While CrowdStrike has been blamed for this massive IT outage, it’s not the only party at fault. I would argue that Microsoft is equally to blame.

This event raises some important questions, mainly:

  • Why did CrowdStrike pre-install a faulty driver on its customers’ systems? It has been there for months, or possibly years.

  • Why did CrowdStrike push out a data file to set off the faulty driver and crash its Windows-based customers’ machines?

  • Why didn’t CrowdStrike test the new data file in a controlled environment before pushing it out to all of its Windows-based customers?

  • Why did CrowdStrike decide to push the update out in one go to everyone, instead of doing it in controlled batches?

  • Why hadn’t Microsoft identified the faulty driver that had been pre-installed on its customers’ machines?

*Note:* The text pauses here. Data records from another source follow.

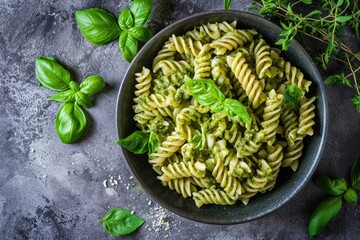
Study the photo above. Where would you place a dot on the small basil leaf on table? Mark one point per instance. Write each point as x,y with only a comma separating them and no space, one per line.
334,186
64,96
355,175
97,25
137,142
141,10
292,95
234,108
128,46
323,213
51,74
92,85
351,196
126,19
119,221
83,99
142,34
70,122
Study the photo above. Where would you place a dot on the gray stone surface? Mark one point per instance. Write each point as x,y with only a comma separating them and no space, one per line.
49,190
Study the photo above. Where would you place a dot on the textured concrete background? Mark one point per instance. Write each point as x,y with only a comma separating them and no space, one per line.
49,190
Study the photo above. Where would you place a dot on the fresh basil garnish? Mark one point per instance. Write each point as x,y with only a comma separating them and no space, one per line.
153,143
70,122
355,175
64,96
51,74
92,85
119,221
126,19
292,96
234,108
334,186
351,196
137,142
128,46
83,99
206,93
323,213
141,10
142,34
97,25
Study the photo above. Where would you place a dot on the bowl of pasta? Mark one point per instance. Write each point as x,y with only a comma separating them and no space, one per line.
216,123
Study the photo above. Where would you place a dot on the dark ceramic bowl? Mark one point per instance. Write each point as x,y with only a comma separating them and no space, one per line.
288,184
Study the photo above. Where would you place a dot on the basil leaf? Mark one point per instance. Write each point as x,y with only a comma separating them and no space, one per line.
137,142
234,108
355,175
141,10
51,74
351,196
292,95
64,96
119,221
153,143
128,46
323,213
227,4
92,85
142,34
70,123
126,19
334,186
83,99
97,25
206,93
197,141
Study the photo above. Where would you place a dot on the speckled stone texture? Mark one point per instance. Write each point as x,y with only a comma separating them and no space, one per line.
49,190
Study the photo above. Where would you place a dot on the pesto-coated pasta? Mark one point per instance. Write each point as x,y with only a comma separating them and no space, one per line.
209,155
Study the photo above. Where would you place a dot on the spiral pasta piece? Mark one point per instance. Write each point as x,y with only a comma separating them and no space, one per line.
248,80
212,196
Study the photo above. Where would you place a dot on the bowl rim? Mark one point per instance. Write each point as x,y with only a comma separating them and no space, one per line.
316,158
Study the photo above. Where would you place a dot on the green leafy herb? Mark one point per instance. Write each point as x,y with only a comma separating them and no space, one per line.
70,123
355,175
234,108
292,96
64,96
128,46
141,9
334,186
126,19
351,196
227,4
323,213
51,74
97,25
153,143
119,221
197,141
137,142
92,85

  • Was CrowdStrike itself compromised, perhaps infiltrated, by a nation-state… and did it unknowingly push out a “trigger” to set off the pre-installed file?

It’s important to note that CrowdStrike (CRWD) is a $64 billion publicly traded company.

It’s one of the most successful cybersecurity companies in history.

And we know Microsoft (MSFT) is worth more than $3 trillion.

These are both extremely well-staffed, profitable, best-in-class software companies. It is very hard for me to believe that this event was just sheer incompetence and that the company “just forgot” to test the data update before it sent it.

I’ve worked with software for most of my career as a high-tech executive, and there are extensive quality and testing processes in place, designed precisely to avoid a situation like this.

The software and cybersecurity industries always test in a “sandbox” to ensure that updates work properly and don’t crash systems. Always.

And yet, we’re supposed to believe that this was just a stupid mistake?

I don’t think so.

A Dry Run?

There’s an alternative line of thinking…

Lina Khan, the Chair of the Federal Trade Commission (FTC), used the event as an opportunity to highlight corporate concentration risk, as well as what she believes is a lack of resiliency in cloud providers.

Source: X

She’s not wrong. Concentration risk is real, especially when we’re referring to Windows, Linux (which is open source), and Android OS for mobile phones.

And there certainly is a need for more resiliency. We explored that topic as it relates to the vulnerabilities and espionage of subsea cables last Wednesday in The Bleeding Edge – The World’s Defense Against Subsea Espionage.

But was there concentration risk in a cloud provider like CrowdStrike? The CrowdStrike update impacted about 8.5 million Windows-based computers around the world. While that might sound like a lot, it represents less than 1% of all Windows machines.

Also interesting is that it was regulators, specifically the European Union, that forced Microsoft years ago to allow cybersecurity players to have access to the Windows kernel so there could be fair competition in cybersecurity to protect Windows machines.

Even more interesting is that CrowdStrike caused a similar event on a small subset of Linux servers earlier this year in April. One would have thought that if this was a bug discovered on Linux machines, it would have been double-checked for Windows as well.

It raises the question again…

Was April just a dry run? And was the latest event designed to send a clear message from one party to another?